A hit and run accident occurs when one vehicle strikes another vehicle, causing property damage and/or personal injury, and the at-fault driver leaves the scene of the crash. As Springfield personal injury lawyers, we know that hit and run can have many serious consequences. Under Missouri law, leaving the scene of an accident is considered a class D felony if the accident resulted in one of the following: 1() physical injury to another party; (2) property damage in excess of $1,000; or (3) the driver has previously pled guilty or been found guilty of this offense. In addition to legal consequences, hit and run drivers may also be subject to personal injury or wrongful death lawsuits filed on behalf of their victims.
Unfortunately, the average number of hit and runs in Missouri has increased dramatically in recent months. According to KY3 News, 132 hit and run accidents were reported in Springfield during the month of May, and over the past 6 months, the number of reported hit and runs has averaged 120 per month. It is worth noting that these statistics only reflect hit and run accidents that were reported to authorities. Local police believe the actual number of crashes is much higher, and that the cause of many hit and run accidents is connected to drivers who are either under the influence or uninsured. Currently, an estimated 20 to 22% of Springfield drivers are getting behind the wheel without insurance.

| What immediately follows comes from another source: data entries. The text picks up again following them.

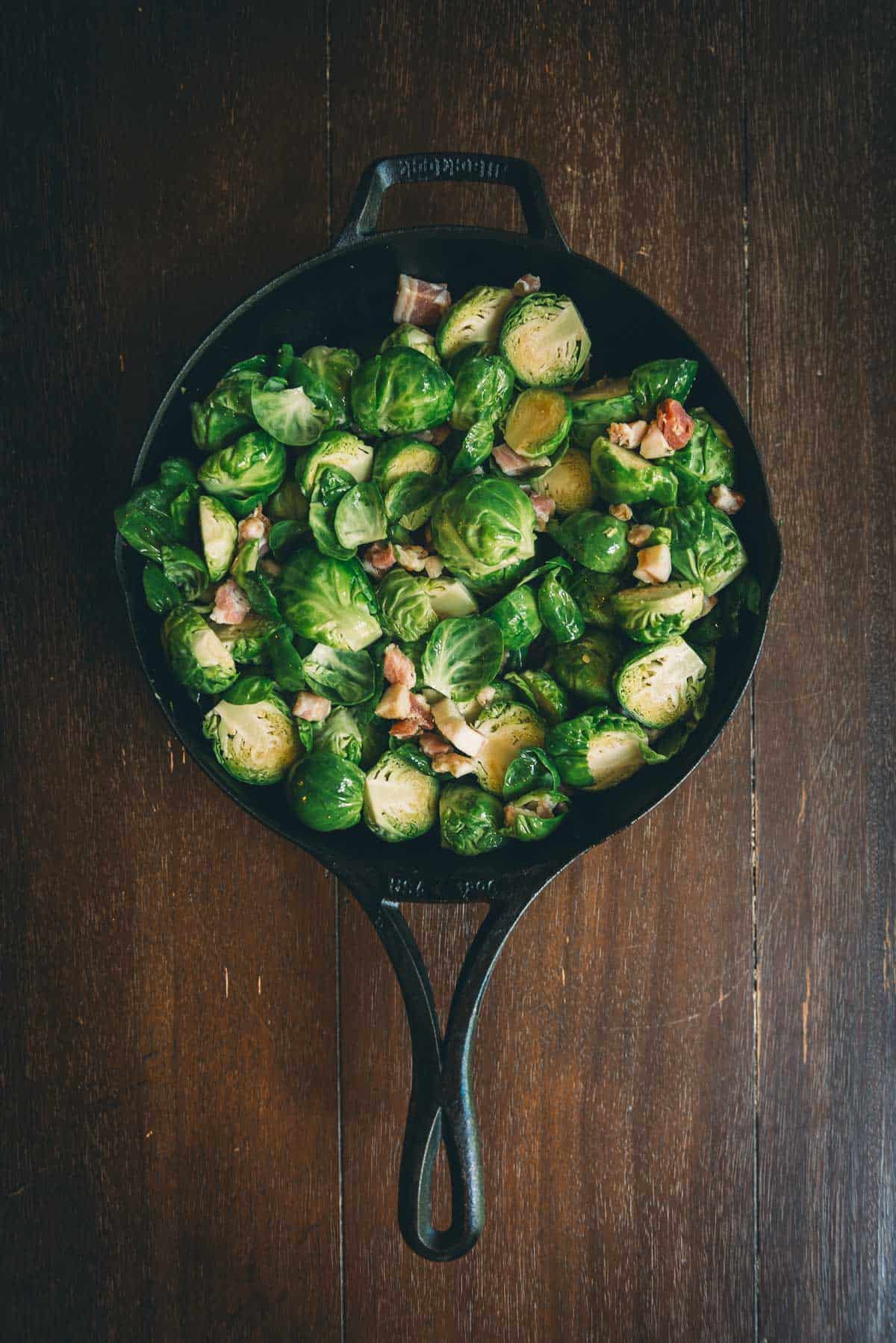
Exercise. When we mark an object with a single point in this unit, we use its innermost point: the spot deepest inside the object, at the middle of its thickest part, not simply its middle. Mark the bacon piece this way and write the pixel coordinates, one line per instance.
(420, 303)
(312, 708)
(675, 424)
(231, 604)
(527, 285)
(726, 500)
(628, 435)
(398, 668)
(544, 506)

Under state law, any motorist that is involved in an auto accident is required to pull over and provide the other motorist with their correct name, address, driver's license number, and motor vehicle number. Failing to provide the appropriate information can result in serious legal consequences. Further, drivers who are uninsured or under the influence create more severe consequences for themselves when they leave the scene of a crash.
When a collision occurs, the drivers involved should pull over immediately and contact emergency help for anyone injured. They should also contact local police to file a formal report. In some cases, a police officer may not be able to come to the scene of the accident. Under these circumstances, the involved parties should exchange the appropriate information and go to the nearest police station to report the crash. This step is especially important for accident victims: a formal police report can be an important piece of evidence in a personal injury claim connected to a hit and run crash. Victims should also contact an experienced personal injury lawyer as soon as possible to ensure their rights and interests are protected.